Time to close out this year’s posts. With only the remaining year end summary left, this post essentially puts the finishing touches on the 2010 blog entries. As with Part I of this Phoadtography Gallery this set comes with a healthy dose of photos as well. The good news is this closes out all the road shots from the Maine trip allowing me to start fresh with the new year. Unfortunately, I was unable to get through all the Maine photos (off the road) and now even farther behind with the recent Vegas/Mt Zion trip we took a month ago. Oh well, plenty in the hopper for 2011 (should I choose to continue this activity for next year). Time’s a wasting, let’s get to the shots.

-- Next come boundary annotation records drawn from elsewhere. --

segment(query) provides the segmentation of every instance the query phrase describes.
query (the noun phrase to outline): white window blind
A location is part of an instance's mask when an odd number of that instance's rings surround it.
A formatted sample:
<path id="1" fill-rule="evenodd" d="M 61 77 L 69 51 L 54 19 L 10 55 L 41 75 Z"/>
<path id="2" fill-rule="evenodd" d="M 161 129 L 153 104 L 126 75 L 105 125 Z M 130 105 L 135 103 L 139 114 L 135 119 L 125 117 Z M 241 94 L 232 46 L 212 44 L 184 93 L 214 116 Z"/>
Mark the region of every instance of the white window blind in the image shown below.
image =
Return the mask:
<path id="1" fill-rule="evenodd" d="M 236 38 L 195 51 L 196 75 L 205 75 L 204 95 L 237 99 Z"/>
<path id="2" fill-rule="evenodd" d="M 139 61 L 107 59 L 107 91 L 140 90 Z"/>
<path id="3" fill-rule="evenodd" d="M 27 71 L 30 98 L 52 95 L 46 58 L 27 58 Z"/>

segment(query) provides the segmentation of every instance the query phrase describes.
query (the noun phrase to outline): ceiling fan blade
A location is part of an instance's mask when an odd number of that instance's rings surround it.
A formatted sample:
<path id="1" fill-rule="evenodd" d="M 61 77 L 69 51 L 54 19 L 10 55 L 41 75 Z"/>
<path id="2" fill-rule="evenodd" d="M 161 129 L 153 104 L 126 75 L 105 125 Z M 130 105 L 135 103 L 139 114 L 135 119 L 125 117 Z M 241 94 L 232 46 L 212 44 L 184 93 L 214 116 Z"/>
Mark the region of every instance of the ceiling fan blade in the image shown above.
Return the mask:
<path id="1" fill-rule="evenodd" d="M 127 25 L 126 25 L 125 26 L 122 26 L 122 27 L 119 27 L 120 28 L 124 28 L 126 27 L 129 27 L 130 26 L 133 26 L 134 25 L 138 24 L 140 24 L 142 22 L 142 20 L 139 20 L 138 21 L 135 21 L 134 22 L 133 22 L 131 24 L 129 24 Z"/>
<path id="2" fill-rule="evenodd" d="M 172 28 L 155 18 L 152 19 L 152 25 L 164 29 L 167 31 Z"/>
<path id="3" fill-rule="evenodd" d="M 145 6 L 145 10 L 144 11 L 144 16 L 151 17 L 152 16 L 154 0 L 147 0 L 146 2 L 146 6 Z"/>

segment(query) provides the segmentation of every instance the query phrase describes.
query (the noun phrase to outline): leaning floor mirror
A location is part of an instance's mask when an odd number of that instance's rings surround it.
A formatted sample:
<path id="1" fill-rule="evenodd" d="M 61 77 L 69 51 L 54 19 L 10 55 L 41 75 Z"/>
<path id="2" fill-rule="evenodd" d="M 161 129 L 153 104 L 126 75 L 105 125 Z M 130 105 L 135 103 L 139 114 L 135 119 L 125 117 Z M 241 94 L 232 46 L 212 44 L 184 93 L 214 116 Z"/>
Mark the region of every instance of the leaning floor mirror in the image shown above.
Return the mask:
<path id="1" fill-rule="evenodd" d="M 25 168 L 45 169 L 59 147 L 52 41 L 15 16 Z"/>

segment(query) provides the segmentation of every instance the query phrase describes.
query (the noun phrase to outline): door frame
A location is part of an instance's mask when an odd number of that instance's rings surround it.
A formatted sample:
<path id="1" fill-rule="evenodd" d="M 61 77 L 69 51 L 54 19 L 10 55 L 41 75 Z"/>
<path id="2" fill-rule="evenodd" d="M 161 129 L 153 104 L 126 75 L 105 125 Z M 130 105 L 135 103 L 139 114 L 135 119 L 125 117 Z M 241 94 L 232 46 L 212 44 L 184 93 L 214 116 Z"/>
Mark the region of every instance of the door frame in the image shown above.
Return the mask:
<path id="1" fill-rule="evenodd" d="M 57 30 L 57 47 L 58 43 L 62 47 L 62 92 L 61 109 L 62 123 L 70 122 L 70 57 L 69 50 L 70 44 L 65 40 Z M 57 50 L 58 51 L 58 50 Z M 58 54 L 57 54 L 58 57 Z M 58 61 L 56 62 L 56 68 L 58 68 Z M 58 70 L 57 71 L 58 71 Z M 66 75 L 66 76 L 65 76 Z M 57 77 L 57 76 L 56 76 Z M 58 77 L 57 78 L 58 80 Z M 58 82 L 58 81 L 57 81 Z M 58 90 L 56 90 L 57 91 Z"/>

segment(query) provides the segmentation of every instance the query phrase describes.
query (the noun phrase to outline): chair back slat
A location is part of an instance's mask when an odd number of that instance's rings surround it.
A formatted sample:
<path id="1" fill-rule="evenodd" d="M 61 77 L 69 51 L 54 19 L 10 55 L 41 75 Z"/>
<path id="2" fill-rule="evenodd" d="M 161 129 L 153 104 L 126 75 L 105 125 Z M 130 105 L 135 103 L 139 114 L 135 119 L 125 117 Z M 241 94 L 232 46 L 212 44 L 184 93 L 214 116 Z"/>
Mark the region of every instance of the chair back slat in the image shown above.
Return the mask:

This should not be a surprise, but I have an affinity towards bridges. The exact reason is difficult to tell since it is difficult to pin down exactly when I started admiring these structures. Having built one now, this appreciation has definitely increased. If pressed, I’d have to say that the fusion of artistic characteristics and functional purpose entwined in physics and math is the compelling factor. This might be similar to some people’s fascination with sundials seeing how ornate and complex those functional timepieces can be. This particular bridge has all of the classic features of bridge with its arches, triangles (notice the vertical beams are not straight up and down) and the cross hatch underneath to keep it rigid. With the height of this beast, there are probably large ships traversing this waterway.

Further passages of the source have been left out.